An important decision in imputation of missing data is whether to include the outcome variable in imputation. Inclusion can increase the risk of overfitting to the training set whereas omission can artificially depress the importance of imputed data points. 16 However, if the missingness of the covariate is a determinant of the relationship between the covariate and the outcome variable (e.g. if short survivors are less likely to perform all tests) then imputing including the outcome variable relies on an incorrect assumption. 17 To evaluate these alternatives we performed imputation, training and prediction under both scenarios: with and without the use of survival in the imputation of missing datapoints; and also using a training dataset without any imputed data (n=1,683) (Methods). As expected, imputation performance improved with inclusion of the outcome variable ( Fig. 3b – c ). However, despite this, prediction performance in the UK validation cohort was most accurate using the ensemble model where imputation of missing data was performed without the outcome variable ( Fig. 3d , Supplementary Table 2, Supplementary Fig. 3). Inclusion of the outcome variable in imputation reduced the accuracy of prediction in the validation cohort for both the ensemble model and the optimum spline model ( Fig. 3d , Supplementary Table 2, Supplementary Fig. 3). As expected, prediction accuracy for patients with complete data, i.e. where imputation was not necessary, was better than for more inclusive models trained with imputed data; however this difference was relatively small and not statistically significant ( Fig. 3d , Supplementary Table 2, Supplementary Fig. 3). We conclude that the prediction model we have implemented can accommodate realistic clinical data including missing covariates, without significant decline in performance.

Predicted survival times can be used for genetic discovery

In addition to its clinical importance, ALS survival is also an important endpoint for discovery of the molecular drivers of pathogenesis. We hypothesised that predicted survival could be used in genetic discovery when actual survival was not available. rs12608932 within UNC13A is a validated genetic modifier of ALS survival. 18 For 5,498 patients from Project MinE (www.projectmine.com) we first predicted survival using our optimum ensemble model, and then used Cox regression with platform and first 10 PCs as covariates to test the effect of the rs12608932(C) allele on predicted survival. This analysis used only predicted and not measured survival; indeed for many of these patients actual survival data was unavailable. As expected 18 there was a significant negative impact of the rs12608932(C) allele on predicted survival (coef=+0.05, p=0.02, Cox Regression). This suggests that predicTTE predictions could be used to improve discovery of molecular mechanisms underlying ALS survival particularly in cohorts where longitudinal phenotypic information is not available. By the same logic, predictions could be used to stratify clinical trial patients based on a baseline assessment.

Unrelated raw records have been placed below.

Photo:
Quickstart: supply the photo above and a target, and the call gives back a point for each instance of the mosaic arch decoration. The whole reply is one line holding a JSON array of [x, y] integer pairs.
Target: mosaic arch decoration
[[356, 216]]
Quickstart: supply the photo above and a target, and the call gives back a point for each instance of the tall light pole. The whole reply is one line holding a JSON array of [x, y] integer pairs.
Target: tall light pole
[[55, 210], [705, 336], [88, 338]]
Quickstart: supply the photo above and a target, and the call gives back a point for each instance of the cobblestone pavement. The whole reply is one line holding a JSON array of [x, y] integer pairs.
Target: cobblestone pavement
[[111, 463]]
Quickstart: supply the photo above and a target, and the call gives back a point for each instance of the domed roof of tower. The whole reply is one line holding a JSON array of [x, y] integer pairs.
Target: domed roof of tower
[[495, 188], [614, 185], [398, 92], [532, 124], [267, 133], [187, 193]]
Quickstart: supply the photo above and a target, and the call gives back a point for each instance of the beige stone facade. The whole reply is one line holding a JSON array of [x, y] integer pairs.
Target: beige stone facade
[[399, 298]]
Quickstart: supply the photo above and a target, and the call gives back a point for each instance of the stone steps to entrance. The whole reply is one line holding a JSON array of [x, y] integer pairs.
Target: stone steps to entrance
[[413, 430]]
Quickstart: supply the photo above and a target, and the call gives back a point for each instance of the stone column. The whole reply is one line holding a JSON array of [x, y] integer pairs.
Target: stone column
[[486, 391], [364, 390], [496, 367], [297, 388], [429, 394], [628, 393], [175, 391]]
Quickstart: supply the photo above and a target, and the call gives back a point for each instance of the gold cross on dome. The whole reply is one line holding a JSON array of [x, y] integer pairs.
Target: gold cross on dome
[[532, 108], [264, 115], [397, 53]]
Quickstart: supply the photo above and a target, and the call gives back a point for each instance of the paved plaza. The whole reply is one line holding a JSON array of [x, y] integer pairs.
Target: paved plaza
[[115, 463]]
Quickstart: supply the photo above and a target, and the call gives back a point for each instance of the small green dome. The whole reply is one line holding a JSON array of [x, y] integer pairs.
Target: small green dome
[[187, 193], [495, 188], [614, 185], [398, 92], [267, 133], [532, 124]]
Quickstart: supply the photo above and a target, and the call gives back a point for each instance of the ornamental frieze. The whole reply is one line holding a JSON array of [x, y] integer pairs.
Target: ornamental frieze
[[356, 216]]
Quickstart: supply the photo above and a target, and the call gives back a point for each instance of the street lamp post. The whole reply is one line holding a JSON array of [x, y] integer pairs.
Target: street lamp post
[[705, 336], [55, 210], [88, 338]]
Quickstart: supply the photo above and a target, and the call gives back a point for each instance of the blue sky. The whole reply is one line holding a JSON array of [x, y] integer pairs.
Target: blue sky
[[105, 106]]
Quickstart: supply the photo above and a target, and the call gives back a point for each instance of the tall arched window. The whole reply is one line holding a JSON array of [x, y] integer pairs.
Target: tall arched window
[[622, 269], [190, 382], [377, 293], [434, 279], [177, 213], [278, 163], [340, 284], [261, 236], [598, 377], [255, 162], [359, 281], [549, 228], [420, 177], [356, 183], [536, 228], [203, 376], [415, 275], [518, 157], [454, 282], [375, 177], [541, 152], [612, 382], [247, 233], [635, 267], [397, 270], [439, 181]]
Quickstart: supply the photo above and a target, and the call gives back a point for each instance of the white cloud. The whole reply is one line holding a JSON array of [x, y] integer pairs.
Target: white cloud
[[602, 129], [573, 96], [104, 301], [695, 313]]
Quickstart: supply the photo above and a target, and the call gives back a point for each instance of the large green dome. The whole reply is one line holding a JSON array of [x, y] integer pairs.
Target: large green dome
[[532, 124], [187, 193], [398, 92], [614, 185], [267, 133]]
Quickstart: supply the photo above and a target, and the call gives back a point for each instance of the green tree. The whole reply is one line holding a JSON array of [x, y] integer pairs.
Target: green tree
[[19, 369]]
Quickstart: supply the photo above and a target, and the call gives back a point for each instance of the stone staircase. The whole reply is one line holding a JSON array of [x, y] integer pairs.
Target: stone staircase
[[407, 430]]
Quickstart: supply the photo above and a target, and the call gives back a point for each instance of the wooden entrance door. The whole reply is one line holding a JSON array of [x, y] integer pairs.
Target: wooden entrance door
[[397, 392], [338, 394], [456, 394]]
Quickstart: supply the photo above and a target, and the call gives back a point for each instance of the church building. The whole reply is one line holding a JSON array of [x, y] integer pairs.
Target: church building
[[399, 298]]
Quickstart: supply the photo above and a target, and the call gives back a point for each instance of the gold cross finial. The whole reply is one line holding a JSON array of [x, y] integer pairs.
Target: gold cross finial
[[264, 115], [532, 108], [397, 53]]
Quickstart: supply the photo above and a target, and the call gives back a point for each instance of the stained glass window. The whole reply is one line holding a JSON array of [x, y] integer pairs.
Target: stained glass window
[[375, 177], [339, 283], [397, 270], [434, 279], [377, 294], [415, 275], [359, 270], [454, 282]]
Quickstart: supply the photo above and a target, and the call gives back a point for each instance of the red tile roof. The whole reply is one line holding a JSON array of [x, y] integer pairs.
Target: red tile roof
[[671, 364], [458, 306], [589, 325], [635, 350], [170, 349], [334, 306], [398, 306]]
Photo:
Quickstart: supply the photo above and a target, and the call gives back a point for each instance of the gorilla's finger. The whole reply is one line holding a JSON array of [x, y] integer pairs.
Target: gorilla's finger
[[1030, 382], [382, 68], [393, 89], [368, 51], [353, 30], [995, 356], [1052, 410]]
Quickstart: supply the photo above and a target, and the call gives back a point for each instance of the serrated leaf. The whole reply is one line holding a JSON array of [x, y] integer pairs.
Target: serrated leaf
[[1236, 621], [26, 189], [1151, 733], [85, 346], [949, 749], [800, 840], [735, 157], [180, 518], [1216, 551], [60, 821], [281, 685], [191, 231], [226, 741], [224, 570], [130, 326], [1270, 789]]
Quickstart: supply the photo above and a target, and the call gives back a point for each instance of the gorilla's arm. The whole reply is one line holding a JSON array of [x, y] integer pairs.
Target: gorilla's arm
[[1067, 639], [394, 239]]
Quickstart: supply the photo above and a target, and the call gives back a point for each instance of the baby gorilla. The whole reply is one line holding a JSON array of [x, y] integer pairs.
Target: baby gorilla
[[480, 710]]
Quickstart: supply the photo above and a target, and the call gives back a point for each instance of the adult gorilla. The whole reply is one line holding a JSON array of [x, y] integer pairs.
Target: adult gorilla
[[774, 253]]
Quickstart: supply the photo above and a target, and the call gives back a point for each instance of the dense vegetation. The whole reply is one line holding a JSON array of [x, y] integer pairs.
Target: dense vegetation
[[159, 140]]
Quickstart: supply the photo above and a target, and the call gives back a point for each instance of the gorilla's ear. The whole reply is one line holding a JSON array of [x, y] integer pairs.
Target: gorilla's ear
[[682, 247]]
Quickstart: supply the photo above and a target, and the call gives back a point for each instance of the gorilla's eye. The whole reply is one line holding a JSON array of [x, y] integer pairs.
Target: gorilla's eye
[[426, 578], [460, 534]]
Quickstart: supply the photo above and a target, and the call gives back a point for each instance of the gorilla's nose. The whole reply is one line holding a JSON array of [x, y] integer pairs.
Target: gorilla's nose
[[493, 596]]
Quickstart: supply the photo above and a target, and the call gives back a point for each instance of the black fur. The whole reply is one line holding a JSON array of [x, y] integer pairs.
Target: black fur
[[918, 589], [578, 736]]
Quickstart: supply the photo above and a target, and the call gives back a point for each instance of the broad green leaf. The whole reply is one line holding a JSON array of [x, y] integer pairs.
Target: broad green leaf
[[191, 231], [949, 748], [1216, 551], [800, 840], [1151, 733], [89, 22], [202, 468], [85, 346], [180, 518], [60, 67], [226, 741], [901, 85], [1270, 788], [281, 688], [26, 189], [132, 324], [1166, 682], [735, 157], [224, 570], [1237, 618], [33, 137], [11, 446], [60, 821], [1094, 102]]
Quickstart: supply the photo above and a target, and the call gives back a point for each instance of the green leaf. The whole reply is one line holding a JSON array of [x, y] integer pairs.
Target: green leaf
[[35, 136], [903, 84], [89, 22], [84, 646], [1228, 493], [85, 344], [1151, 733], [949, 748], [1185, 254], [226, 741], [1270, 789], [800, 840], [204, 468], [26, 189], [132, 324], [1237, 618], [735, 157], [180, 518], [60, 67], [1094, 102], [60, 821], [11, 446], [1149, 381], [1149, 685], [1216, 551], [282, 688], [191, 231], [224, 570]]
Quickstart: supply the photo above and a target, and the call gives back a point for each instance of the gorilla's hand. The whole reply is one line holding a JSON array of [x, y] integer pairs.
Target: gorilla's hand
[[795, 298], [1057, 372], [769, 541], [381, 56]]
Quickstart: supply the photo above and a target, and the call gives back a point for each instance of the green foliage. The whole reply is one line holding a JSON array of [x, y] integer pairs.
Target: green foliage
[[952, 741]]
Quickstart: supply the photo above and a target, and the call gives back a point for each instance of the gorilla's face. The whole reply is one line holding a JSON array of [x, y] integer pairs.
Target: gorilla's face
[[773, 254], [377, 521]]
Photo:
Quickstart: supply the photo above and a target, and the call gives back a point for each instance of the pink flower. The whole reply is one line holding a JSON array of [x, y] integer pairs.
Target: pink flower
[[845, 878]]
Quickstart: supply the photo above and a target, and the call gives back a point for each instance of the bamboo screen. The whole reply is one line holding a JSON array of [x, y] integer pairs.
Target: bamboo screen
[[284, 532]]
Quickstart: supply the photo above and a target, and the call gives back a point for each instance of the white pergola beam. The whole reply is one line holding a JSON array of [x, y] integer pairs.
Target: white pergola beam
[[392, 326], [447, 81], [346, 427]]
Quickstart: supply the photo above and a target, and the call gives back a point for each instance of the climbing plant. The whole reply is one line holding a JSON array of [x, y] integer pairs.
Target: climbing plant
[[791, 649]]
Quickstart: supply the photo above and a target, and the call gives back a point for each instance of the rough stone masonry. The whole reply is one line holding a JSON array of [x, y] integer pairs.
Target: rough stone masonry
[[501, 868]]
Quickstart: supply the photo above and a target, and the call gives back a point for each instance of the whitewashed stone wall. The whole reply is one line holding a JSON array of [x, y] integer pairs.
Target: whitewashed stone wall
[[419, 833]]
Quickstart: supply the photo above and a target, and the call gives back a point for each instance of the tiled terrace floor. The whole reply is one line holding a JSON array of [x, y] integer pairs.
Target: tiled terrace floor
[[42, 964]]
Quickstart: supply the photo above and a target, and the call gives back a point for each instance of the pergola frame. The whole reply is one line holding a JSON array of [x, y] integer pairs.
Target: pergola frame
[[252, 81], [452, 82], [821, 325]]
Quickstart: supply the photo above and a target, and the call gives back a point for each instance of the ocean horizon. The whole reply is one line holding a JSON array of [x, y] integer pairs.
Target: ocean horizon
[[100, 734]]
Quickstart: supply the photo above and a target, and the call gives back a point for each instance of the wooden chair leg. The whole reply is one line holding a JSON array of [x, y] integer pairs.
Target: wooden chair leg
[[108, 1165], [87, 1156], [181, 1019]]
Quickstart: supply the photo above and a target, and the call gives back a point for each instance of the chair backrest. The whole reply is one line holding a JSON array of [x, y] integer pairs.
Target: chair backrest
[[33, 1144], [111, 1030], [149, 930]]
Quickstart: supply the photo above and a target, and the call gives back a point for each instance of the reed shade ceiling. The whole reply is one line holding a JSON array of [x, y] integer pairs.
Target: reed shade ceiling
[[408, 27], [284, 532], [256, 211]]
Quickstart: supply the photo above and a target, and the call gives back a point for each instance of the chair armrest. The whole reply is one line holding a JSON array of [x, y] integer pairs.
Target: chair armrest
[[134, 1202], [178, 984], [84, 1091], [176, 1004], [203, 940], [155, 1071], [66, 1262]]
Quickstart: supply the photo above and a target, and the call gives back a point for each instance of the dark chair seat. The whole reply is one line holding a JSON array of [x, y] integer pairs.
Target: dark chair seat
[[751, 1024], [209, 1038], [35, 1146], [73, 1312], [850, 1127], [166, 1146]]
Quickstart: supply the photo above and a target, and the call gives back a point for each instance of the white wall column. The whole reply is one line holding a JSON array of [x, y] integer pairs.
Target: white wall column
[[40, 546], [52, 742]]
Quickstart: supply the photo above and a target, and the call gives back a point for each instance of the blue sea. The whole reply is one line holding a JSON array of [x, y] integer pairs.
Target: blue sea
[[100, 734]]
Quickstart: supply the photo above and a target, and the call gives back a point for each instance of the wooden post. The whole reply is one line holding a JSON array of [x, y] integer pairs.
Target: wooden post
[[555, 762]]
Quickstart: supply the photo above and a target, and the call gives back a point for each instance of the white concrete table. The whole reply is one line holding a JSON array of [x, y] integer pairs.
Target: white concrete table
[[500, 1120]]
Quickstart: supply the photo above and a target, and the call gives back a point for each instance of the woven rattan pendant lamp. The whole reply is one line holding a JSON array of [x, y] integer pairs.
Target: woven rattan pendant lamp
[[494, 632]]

Notably, using survival predictions where outcome was included in the imputation of missing data, did not result in a significant link between UNC13A genotype and ALS survival (coef=+0.04, p=0.09). This supports our conclusion that the outcome variable should not be used in imputation of missing data in conjunction with our prediction model.

Use-case 2: Survival prediction to evaluate candidate biomarkers in ALS

In use-case 1, our focus was on predicting the time to an outcome variable: ALS survival. Another major use of an optimum time-to-event prediction model is in the evaluation of specific covariates, such as a candidate biomarker, and their predictive performance. This is a strength of the Cox model 2 where hazard ratios are recorded for each covariate. In contrast, an equivalent covariate-specific measure is not reported in our pipeline. However, in this use-case we show how specific covariates can be evaluated using predicTTE in a manner which exploits the enhanced accuracy gained from using an optimal model.

In our previous case study of ALS, we focused on the use of baseline clinical data to predict ALS survival. The use of blood-based biomarkers has recently revolutionized the field 19 , 20 and was key to the recent FDA approval of Tofersen to treat ALS caused by mutations within SOD1. 21 We applied predicTTE to a previously published dataset 19 to evaluate how survival prediction using clinical symptoms is improved by inclusion of two biomarkers: plasma concentration of NfL (neurofilament light chain) and/or plasma levels of mir181 ( Fig. 4a ).

An external file that holds a picture, illustration, etc. Object name is nihpp-2024.07.20.604416v1-f0004.jpg

Use-case 2: Survival prediction to evaluate candidate biomarkers in ALS.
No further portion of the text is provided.